Estrogen therapy is a gold standard treatment for hot flashes and night sweats in women but some women are unable or unwilling due to side effects associated with estrogen therapy. Side effects includes headaches, nausea, vaginal discharge, vaginal spotting, painful menstruation, fluid retention, swelling of ankles and legs, abdominal cramps, bloatedness, weight gain, breast tenderness, darkening of skin especially on face, increased risk of growth of preexisting uterine fibroids and worsening or endometriosis and many other side effects. For this kind of patients, a serotonin-norepinephrine reuptake inhibitor Venlafaxine hydrochloride is used as a nonhormonal mode of treatment. There is a clinical impression among doctors that serotonin-norepinephrine reuptake inhibitors are less effective than Estrogen for the treatment of vasomotor symptoms in women.

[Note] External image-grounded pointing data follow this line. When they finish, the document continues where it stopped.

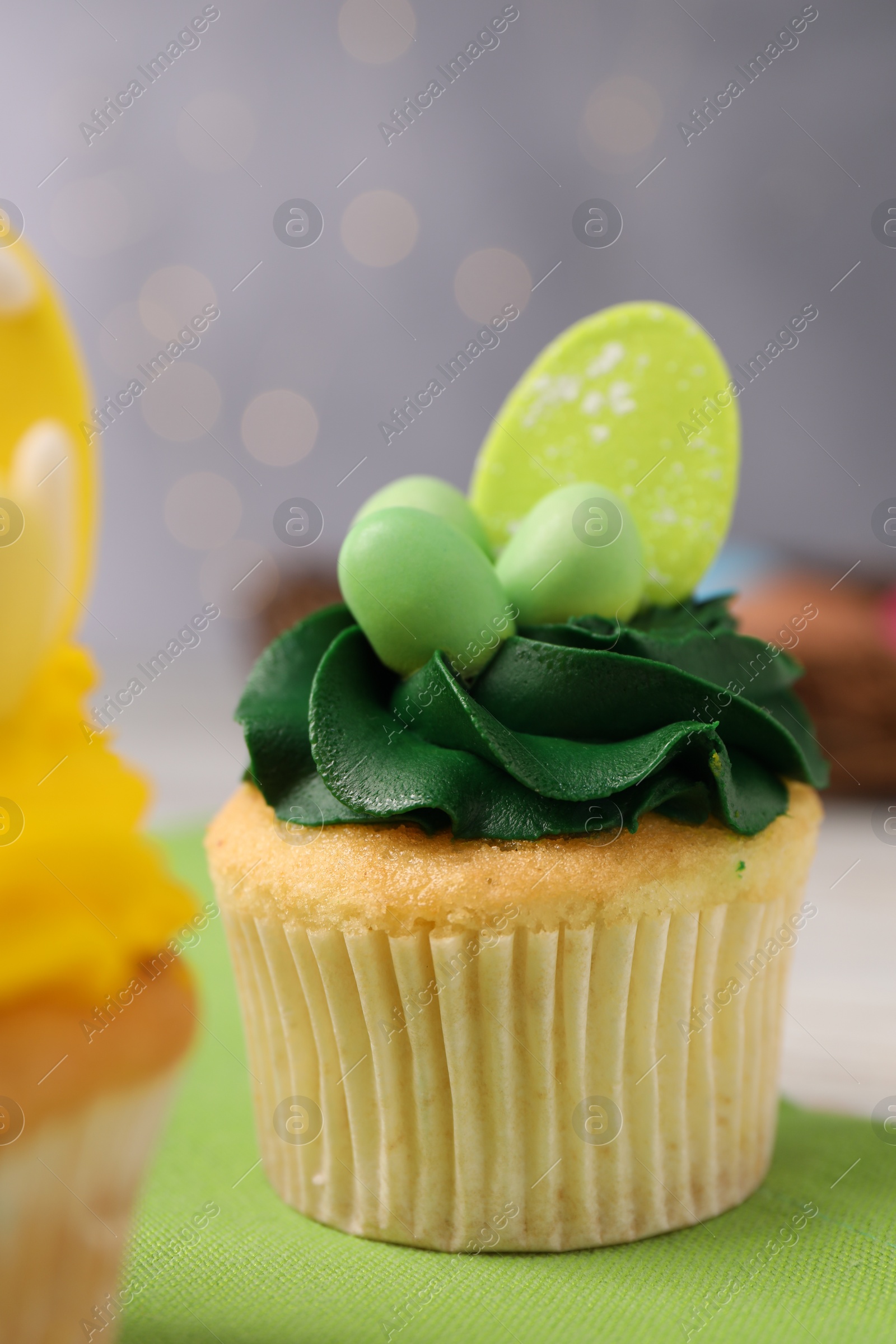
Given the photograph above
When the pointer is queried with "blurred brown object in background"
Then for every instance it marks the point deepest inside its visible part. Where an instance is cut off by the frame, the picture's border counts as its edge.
(848, 650)
(298, 595)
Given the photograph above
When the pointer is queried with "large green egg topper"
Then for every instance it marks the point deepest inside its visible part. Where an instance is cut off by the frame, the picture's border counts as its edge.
(638, 398)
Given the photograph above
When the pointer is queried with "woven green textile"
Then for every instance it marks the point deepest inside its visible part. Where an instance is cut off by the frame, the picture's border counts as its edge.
(260, 1273)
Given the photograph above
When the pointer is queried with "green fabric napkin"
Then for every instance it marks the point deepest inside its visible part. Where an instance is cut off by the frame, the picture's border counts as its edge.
(217, 1256)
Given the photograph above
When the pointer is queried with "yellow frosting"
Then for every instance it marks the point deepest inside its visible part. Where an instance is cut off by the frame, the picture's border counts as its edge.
(82, 894)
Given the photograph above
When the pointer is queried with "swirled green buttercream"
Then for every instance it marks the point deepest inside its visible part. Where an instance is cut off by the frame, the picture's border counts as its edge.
(570, 729)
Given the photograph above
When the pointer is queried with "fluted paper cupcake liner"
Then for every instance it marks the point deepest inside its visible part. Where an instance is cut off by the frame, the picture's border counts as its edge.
(526, 1090)
(66, 1195)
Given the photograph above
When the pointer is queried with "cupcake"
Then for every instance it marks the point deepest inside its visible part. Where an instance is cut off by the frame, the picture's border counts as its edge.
(515, 875)
(95, 1009)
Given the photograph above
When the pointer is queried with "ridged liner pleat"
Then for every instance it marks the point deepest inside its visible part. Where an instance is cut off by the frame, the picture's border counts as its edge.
(66, 1195)
(448, 1067)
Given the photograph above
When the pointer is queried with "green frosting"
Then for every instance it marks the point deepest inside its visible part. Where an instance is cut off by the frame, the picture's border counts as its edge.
(577, 727)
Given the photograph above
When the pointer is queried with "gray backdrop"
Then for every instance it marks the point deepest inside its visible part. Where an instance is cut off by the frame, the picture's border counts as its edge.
(172, 209)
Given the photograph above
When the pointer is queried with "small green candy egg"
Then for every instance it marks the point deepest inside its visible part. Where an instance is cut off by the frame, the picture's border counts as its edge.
(577, 553)
(433, 496)
(416, 584)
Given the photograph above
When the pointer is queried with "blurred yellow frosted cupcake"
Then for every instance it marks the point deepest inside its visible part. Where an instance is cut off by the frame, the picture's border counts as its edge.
(95, 1009)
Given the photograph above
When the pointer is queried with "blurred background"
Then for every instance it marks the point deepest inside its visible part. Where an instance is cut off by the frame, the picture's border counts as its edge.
(409, 229)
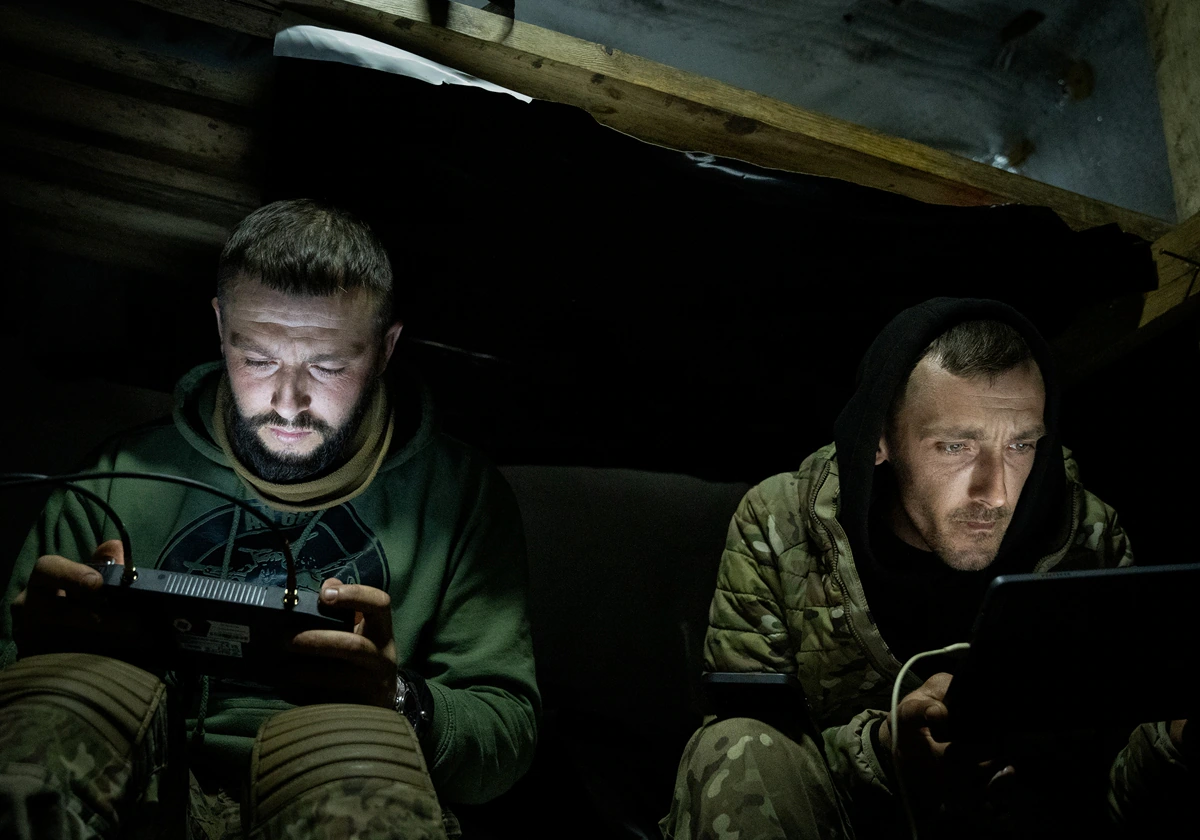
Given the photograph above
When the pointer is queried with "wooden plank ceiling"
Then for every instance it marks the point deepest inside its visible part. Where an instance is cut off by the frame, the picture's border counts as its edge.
(133, 156)
(144, 156)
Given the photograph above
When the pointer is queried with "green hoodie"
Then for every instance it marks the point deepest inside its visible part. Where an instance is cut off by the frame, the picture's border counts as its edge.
(438, 529)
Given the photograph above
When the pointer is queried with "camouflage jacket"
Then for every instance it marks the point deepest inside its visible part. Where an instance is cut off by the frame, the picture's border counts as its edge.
(789, 599)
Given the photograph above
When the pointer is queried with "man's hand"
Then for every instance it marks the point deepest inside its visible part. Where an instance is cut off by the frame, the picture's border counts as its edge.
(49, 611)
(934, 772)
(348, 667)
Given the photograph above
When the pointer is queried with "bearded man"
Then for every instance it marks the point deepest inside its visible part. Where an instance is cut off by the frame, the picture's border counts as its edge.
(947, 471)
(407, 529)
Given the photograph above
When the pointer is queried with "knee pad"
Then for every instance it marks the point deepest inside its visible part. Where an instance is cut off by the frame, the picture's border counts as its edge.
(342, 762)
(114, 697)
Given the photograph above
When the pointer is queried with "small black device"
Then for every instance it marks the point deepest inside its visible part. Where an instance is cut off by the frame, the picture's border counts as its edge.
(1080, 649)
(774, 699)
(180, 622)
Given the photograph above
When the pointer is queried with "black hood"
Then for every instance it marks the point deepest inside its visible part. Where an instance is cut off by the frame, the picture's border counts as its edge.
(886, 369)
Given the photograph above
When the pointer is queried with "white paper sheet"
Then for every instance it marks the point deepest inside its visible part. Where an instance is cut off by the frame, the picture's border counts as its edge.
(305, 41)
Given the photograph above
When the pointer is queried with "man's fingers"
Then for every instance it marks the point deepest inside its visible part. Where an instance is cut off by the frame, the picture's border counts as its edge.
(334, 645)
(354, 595)
(109, 551)
(375, 606)
(53, 575)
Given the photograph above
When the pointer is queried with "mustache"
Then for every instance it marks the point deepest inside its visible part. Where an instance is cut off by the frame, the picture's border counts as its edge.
(981, 515)
(301, 421)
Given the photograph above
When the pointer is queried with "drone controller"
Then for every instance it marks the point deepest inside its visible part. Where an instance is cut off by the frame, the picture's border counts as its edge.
(179, 622)
(169, 621)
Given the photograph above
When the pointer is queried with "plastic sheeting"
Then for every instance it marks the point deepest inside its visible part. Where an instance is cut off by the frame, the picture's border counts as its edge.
(306, 41)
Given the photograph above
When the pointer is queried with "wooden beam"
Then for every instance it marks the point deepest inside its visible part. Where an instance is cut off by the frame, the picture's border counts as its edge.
(57, 43)
(156, 131)
(1174, 28)
(252, 17)
(681, 111)
(1111, 329)
(1177, 257)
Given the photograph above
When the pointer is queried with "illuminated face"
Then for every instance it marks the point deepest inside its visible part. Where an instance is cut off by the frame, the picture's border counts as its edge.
(301, 371)
(961, 450)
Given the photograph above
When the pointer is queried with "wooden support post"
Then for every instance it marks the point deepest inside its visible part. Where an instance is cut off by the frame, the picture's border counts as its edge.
(1174, 28)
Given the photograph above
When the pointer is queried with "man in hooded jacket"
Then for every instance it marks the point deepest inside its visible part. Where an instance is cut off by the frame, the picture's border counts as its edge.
(388, 517)
(947, 471)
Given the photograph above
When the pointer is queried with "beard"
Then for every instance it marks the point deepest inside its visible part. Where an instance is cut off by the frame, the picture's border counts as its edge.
(960, 549)
(286, 467)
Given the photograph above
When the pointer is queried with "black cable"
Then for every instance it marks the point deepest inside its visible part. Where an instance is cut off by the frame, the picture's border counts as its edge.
(69, 481)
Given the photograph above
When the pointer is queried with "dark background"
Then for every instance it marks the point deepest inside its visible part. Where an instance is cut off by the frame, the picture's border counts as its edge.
(575, 297)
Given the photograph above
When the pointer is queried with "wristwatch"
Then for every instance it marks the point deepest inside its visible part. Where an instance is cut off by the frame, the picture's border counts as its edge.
(408, 703)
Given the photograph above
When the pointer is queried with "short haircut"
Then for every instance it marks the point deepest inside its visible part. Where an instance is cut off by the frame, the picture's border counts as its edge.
(970, 349)
(979, 348)
(306, 247)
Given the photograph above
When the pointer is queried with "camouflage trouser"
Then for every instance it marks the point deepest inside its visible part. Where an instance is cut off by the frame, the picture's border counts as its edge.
(85, 751)
(741, 779)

Finding of a randomized clinical trial has been published in JAMA Internal medicine for comparison between estrogen and venlafaxine therapy for treatment of vasomotor symptoms in perimenopausal and postmenopausal women. In this research  perimenopausal and postmenopausal women were given a low dose of oral 17 beta-estradiol (0.5 mg/day) and a low dose of venlafaxine hydrochloride extended-release (75 mg/day) was given to randomized groups of women separately.

Findings of clinical trials were that there was decreased frequency of vasomotor symptoms (VMS) in both groups i.e women who received estrogen therapy and women who received venlafaxine therapy. Efficacy of estrogen therapy was found to be more than that of venlafaxine but difference is small and of uncertain clinical significance.